In [1]:
import torch 
from datasets import load_dataset
from transformers import AutoTokenizer
import json
import csv
from datasets import Dataset
from datasets import DatasetDict

device = torch.device("cuda" if torch.cuda.is_available() else "cpu")

  from .autonotebook import tqdm as notebook_tqdm


### preprocess data

In [2]:
def load_data_for_task_0(
        json_path,
        save_path,
        test=False
        ):

    def process_dataset(example):
        class_mapping = {
            "anger":0,
            "disgust":1,
            "fear":2,
            "joy":3,
            "sadness":4,
            "surprise":5,
            "neutral":6
            }

        return {
            "text":example["text"],
            "emotion":example["emotion"],
            "label":class_mapping[example["emotion"]]
        }

    with open(json_path, 'r') as file:
        dataset = json.load(file)

    all_test_data = []

    for val in dataset["conversation"].values():
        all_test_data.extend([(v["text"],v["emotion"]) for v in val])
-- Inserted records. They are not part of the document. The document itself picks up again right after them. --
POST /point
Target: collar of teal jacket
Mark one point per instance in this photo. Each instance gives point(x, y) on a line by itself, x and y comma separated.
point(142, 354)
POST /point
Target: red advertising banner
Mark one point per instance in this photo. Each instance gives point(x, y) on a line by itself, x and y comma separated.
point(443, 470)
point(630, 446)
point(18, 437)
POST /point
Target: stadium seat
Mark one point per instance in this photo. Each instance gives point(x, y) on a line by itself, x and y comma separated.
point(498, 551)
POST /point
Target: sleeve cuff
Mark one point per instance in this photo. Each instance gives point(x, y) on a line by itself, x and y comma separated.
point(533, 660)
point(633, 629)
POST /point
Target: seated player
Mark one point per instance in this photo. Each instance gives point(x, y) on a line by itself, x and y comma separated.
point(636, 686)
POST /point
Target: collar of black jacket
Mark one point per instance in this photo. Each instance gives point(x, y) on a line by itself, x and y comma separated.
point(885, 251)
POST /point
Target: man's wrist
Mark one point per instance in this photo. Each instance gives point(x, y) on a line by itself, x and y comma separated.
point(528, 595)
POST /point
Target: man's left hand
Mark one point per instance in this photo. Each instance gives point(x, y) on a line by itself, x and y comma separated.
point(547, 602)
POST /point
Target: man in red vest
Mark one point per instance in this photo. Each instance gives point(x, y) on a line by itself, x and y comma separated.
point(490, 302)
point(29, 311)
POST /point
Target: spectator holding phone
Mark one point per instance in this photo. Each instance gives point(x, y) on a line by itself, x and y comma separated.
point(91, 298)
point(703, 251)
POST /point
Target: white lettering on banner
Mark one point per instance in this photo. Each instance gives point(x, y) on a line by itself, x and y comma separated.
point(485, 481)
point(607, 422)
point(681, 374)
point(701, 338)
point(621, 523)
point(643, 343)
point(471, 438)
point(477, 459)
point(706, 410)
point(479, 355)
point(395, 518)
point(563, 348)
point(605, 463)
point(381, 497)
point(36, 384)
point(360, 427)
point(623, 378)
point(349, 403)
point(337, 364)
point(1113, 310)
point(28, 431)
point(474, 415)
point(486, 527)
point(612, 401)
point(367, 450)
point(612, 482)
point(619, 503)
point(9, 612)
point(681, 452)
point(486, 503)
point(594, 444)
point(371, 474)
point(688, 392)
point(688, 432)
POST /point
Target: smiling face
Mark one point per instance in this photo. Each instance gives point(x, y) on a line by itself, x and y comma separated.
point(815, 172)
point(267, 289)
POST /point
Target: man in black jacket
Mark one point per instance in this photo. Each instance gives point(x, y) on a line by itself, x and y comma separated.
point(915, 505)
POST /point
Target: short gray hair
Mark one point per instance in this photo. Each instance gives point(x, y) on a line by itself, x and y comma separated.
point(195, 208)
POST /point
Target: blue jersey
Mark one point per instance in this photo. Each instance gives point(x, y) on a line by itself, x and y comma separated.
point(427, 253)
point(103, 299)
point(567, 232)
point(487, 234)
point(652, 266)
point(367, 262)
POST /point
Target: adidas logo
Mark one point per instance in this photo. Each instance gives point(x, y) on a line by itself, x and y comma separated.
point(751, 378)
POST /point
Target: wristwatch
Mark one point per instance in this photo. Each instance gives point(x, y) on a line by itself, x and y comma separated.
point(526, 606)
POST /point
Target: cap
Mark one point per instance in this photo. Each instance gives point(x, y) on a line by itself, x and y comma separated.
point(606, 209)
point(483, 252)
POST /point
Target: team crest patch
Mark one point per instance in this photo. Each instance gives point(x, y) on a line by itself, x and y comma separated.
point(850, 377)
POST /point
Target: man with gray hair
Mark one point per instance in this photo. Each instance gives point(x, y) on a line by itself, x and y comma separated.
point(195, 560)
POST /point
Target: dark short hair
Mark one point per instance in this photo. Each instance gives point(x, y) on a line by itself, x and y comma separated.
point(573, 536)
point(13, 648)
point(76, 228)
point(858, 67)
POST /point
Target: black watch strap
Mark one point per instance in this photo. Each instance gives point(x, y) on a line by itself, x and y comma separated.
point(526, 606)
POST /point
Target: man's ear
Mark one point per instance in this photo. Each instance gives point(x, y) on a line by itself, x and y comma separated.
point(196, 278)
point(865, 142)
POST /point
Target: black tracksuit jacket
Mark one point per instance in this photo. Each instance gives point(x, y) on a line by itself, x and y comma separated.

    is_test = "test" if test else "train"

    with open('{}/task_0_{}.csv'.format(save_path, is_test), 'w', newline='') as f:
        writer = csv.writer(f)
        writer.writerow(["text","emotion"])
        writer.writerows(all_test_data)

    raw_dataset = Dataset.from_csv('{}/task_0_{}.csv'.format(save_path, is_test), delimiter=",")

    return raw_dataset.map(process_dataset)
    

#### Load test and train data

In [3]:
test_data_task_0 = load_data_for_task_0(
    json_path = 'test_dataset.json',
    save_path="/media/sml0/RaresPatrascu/projects/Project2",
    test=True)

train_data_task_0 = load_data_for_task_0(
    json_path = 'train_dataset.json',
    save_path="/media/sml0/RaresPatrascu/projects/Project2",
    test=False)

Generating train split: 3373 examples [00:00, 256665.23 examples/s]
Map: 100%|██████████| 3373/3373 [00:00<00:00, 26969.65 examples/s]
Generating train split: 10246 examples [00:00, 241033.57 examples/s]
Map: 100%|██████████| 10246/10246 [00:00<00:00, 27759.62 examples/s]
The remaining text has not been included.